Granted, aging is not a big immediate threat for 20-year-olds. But it is the leading cause of death for the majority of people. 60-year-olds count as much as 20-year-olds, regardless of how 20-year-olds might feel about that statement. The fact that 60-year-olds don't count as much to my generation (the 20-somethings) is due in part to the fact that aging is viewed as inevitable, so we've already written them off.

We may not be able to convince 20-year-olds to be worried about aging, but there are lots of middle-class people in their 50's and up who are all too aware of their impending mortality.

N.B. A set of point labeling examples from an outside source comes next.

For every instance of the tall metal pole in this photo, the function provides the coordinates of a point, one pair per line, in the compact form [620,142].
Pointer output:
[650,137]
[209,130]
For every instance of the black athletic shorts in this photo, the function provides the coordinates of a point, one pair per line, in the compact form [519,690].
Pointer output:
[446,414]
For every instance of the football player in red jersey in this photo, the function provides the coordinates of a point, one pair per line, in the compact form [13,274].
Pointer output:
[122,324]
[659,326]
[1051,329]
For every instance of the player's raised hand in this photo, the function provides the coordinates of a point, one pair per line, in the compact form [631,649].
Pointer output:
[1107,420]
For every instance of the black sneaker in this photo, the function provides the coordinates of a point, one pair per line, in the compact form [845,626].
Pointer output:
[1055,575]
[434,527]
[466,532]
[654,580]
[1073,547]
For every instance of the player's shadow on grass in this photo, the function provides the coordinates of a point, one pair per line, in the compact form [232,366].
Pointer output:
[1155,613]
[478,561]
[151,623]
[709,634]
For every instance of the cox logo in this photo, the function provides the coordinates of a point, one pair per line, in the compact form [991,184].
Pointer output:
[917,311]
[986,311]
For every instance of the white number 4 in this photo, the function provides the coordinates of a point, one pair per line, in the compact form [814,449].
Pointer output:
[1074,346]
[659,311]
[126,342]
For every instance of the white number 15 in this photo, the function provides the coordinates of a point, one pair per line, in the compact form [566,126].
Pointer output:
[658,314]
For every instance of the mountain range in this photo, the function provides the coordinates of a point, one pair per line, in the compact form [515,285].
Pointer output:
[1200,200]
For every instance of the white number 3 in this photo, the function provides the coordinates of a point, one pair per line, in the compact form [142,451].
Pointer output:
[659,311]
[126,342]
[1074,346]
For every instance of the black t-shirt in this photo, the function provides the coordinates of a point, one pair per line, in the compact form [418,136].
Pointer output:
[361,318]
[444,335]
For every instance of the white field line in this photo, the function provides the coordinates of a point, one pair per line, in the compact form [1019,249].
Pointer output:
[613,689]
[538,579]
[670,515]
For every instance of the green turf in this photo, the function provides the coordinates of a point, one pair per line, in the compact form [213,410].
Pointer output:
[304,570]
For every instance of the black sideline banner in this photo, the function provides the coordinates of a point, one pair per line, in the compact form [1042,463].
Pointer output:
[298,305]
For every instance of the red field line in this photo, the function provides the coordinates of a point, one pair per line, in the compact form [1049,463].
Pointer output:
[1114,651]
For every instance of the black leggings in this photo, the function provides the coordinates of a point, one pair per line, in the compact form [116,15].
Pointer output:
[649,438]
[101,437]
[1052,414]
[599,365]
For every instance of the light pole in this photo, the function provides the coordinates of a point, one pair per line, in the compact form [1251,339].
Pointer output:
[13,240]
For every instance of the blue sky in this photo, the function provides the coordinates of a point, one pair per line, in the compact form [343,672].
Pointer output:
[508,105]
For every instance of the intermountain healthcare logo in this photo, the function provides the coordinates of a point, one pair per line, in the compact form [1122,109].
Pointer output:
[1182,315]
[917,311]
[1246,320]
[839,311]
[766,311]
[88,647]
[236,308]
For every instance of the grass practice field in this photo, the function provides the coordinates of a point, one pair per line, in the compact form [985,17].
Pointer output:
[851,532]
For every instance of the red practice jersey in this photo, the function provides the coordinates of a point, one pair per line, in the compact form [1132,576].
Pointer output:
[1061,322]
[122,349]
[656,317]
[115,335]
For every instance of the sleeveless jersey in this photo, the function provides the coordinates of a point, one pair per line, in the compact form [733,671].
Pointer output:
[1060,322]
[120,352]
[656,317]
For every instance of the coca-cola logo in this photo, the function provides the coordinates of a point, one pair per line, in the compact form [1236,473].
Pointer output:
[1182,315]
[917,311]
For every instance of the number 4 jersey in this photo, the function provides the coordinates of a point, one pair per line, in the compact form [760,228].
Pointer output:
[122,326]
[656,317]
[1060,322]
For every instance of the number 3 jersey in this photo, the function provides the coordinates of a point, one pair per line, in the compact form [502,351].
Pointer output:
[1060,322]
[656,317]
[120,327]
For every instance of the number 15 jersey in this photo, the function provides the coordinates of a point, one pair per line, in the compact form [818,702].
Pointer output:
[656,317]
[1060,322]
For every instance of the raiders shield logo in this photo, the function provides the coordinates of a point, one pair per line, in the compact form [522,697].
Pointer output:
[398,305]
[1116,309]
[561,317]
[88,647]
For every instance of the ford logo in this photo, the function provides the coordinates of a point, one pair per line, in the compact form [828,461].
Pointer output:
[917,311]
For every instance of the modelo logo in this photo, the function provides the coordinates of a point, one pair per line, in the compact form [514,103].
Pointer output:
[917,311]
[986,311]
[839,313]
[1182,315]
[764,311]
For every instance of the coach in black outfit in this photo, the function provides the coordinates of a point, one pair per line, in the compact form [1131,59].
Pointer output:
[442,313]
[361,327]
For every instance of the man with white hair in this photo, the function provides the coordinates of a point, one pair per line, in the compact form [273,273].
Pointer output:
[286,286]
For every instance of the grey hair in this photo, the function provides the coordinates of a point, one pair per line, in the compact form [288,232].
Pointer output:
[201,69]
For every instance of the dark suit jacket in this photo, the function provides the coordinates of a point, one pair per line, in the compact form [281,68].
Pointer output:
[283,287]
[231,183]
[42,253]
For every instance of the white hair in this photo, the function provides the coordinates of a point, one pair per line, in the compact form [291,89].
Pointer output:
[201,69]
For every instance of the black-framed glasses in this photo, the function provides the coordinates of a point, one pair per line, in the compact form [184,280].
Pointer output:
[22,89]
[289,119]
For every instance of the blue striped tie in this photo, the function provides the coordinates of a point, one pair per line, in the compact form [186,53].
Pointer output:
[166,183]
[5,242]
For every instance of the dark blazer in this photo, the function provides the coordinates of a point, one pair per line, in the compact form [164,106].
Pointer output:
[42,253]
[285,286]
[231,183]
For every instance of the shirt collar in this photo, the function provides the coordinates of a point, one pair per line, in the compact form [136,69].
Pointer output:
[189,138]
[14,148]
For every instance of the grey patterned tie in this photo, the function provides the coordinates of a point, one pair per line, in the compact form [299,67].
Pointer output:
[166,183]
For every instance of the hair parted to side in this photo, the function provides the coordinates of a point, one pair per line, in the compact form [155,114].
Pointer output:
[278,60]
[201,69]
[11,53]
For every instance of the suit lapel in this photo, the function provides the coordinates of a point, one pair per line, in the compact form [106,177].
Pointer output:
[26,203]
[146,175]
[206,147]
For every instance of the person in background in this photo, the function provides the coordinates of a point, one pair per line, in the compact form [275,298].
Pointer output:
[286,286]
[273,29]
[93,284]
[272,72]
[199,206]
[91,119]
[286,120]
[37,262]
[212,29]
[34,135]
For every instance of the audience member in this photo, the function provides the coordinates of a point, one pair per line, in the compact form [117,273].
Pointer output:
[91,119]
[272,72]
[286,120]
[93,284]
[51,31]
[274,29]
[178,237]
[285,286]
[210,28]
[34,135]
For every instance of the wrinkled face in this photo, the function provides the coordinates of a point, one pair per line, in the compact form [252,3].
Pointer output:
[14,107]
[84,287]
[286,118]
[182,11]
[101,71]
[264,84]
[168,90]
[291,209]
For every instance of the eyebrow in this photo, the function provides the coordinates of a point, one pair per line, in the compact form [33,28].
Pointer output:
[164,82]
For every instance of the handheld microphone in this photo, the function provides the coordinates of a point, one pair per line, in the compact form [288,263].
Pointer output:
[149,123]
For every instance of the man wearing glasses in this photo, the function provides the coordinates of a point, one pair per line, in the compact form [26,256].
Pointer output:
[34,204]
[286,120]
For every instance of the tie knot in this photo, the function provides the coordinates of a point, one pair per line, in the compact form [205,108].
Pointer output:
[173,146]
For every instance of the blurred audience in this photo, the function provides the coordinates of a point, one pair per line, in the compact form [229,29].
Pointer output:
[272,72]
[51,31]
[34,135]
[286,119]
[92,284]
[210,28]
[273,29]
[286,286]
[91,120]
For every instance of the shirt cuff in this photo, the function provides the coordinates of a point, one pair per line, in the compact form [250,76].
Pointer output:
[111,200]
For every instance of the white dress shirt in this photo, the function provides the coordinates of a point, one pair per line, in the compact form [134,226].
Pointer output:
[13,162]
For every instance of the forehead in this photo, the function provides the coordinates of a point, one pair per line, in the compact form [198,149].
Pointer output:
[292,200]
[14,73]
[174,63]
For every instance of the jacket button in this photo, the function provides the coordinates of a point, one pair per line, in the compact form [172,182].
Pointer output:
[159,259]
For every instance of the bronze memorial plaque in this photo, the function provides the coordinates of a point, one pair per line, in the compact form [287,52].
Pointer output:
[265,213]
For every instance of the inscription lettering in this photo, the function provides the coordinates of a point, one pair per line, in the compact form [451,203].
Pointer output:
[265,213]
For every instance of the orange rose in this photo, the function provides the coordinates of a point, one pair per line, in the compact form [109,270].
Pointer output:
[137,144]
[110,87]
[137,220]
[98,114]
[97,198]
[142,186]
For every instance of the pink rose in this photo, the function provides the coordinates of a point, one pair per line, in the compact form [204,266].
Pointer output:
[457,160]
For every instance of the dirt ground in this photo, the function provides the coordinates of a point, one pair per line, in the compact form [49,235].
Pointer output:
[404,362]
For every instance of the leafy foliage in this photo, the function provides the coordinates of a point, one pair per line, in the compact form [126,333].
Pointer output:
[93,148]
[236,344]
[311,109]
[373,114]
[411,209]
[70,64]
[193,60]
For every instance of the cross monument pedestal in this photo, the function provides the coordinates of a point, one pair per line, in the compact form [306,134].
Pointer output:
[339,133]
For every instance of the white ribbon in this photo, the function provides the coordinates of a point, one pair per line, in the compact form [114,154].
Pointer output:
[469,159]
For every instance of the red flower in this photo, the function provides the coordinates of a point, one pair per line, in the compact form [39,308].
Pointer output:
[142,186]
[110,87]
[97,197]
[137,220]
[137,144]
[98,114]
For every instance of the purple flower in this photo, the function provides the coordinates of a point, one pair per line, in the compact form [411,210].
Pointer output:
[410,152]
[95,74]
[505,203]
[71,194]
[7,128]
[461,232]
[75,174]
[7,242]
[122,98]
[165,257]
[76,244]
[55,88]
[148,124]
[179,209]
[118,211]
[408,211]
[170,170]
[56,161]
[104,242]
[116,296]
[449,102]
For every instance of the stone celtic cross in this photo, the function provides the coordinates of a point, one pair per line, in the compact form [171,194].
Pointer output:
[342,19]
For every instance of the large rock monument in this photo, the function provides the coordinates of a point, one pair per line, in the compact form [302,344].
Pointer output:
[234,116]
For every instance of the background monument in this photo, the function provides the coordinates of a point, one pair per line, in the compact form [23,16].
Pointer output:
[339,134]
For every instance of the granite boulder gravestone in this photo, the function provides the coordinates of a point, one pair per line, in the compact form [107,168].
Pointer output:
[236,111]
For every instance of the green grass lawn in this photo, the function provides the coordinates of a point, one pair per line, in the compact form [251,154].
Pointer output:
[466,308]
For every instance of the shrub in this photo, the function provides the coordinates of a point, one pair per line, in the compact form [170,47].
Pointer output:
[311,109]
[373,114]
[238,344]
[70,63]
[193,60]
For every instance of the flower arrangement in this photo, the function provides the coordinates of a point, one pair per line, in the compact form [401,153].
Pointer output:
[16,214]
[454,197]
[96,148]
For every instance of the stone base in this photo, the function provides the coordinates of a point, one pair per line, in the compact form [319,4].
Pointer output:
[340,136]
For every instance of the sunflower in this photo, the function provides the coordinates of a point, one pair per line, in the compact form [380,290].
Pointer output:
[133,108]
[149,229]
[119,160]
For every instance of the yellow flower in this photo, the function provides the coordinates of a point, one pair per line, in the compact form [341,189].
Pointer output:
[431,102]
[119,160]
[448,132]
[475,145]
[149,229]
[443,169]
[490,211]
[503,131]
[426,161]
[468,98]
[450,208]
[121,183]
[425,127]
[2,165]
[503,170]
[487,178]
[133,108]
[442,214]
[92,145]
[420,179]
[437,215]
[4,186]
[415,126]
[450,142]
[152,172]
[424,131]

While 150,000+ deaths from those tsunamis may sound very scary, it was less than the death toll caused by aging in two days. Admittedly impressive, as very few tragedies can outpace aging for causing death and suffering. But nonetheless, two days' worth of aging-related deaths still exceeds the death toll from the tsunamis. So while disasters like the tsunami may seem like a tragedy, we need to keep some perspective: if Aubrey de Grey is right, the $4 billion (or more) that has been pledged and donated so far to tsunami disaster relief could save many many many more lives, and alleviate many many times more suffering, if it were spent instead on properly focussed anti-aging research. I'm not trying to sound barbaric, I'm just trying to put things in perspective. If people could wake up to the reality that aging is a barbaric and cruel process that is imminently curable, then we should expect the same outpouring of compassion that we've seen for tsunami disaster relief. Alas, that realization has not hit the world yet.